Von Peter Hossli
Es bewegt sich was in Grossbritannien. «Fast so beliebt wie Churchill» sei dieser Nick Clegg, titelte unlängst die «Sunday Times». Das war seit Churchill keiner mehr. Als «Mister Popularity» feiert der «Independent» den Vorsitzenden der britischen Liberaldemokraten. Das Inselreich überzieht eine Art «Cleggmania». Eine Hysterie, die an Barack Obama erinnert. Wo Clegg auftritt, flippen selbst die sonst zugeknöpften Briten aus. Allein um ihn zu wählen, registrierten sich Tausende Neuwähler.
Am Donnerstag, wenn sie das Parlament neu bestimmen, könnten sie eine britische Revolution lostreten. Bei Umfragen liegt Clegg gleichauf mit dem Konservativen David Cameron und Noch-Premierminister Gordon Brown. Sollte der einst krasse Aussenseiter wie von Analysten vorausgesagt dreissig Prozent der Stimmen erhalten, verpassen beide alten Parteien eine Mehrheit. Die Queen würde wohl Amtsinhaber Brown an der Downing Street 10 belassen – und Clegg zu Koalitionsverhandlungen vorladen. Letztmals gab es so was 1974. Cameron, jüngst noch in Siegerpose, droht das jähe Karrierenende.

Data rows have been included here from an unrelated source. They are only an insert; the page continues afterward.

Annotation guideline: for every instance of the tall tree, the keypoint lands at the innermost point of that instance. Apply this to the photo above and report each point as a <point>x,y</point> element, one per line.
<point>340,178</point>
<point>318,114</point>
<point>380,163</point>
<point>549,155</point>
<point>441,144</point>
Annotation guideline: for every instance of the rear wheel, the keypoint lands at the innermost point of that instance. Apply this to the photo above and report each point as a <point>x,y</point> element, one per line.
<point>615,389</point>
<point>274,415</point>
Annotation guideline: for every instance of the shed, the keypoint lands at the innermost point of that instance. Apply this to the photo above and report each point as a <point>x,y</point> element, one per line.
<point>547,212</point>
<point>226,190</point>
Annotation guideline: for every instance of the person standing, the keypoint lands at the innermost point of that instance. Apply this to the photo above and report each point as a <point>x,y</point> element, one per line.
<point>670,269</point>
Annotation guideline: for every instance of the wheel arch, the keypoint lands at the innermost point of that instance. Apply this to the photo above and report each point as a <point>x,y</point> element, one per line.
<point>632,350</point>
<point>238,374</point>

Clegg, 43, hievt eine Partei ins Rampenlicht, die jahrzehntelang nur Gespött war in Westminster, dort, wo das Parlament tagt. Mit erfrischender Unverfrorenheit reüssiert der Newcomer. «Lächerlich», nennt er die Drohungen der Konservativen, es breche politisches und wirtschaftliches Chaos aus, wenn die Liberalen viele Stimmen holen. Als «abgelaufen» zerzaust er die Ära der Labour Party, die seit 13 Jahren die Regierung stellt. Die Partei um Gordon Brown und Tony Blair sei «müde, ideologisch unlogisch und intern zerstritten», schreibt er in einem scharfen politischen Pamphlet. Für «überholt» hält er deren Ansatz, der Staat könne alle Probleme lösen. Selbst die doppeldeutige Aussage, er habe «bestimmt nicht mit mehr als 30 Frauen Sex» gehabt, konnte ihm bis anhin nichts anhaben
Gewinnen europaweit die nationalistischen Parteien, politisiert der pausbackige Brite weltoffen. Das Internet, sagt er, sprenge die physischen Grenzen. Neue Formen von Religiosität und gemischte Familien verändern die Identität aller Länder, auch von Grossbritannien.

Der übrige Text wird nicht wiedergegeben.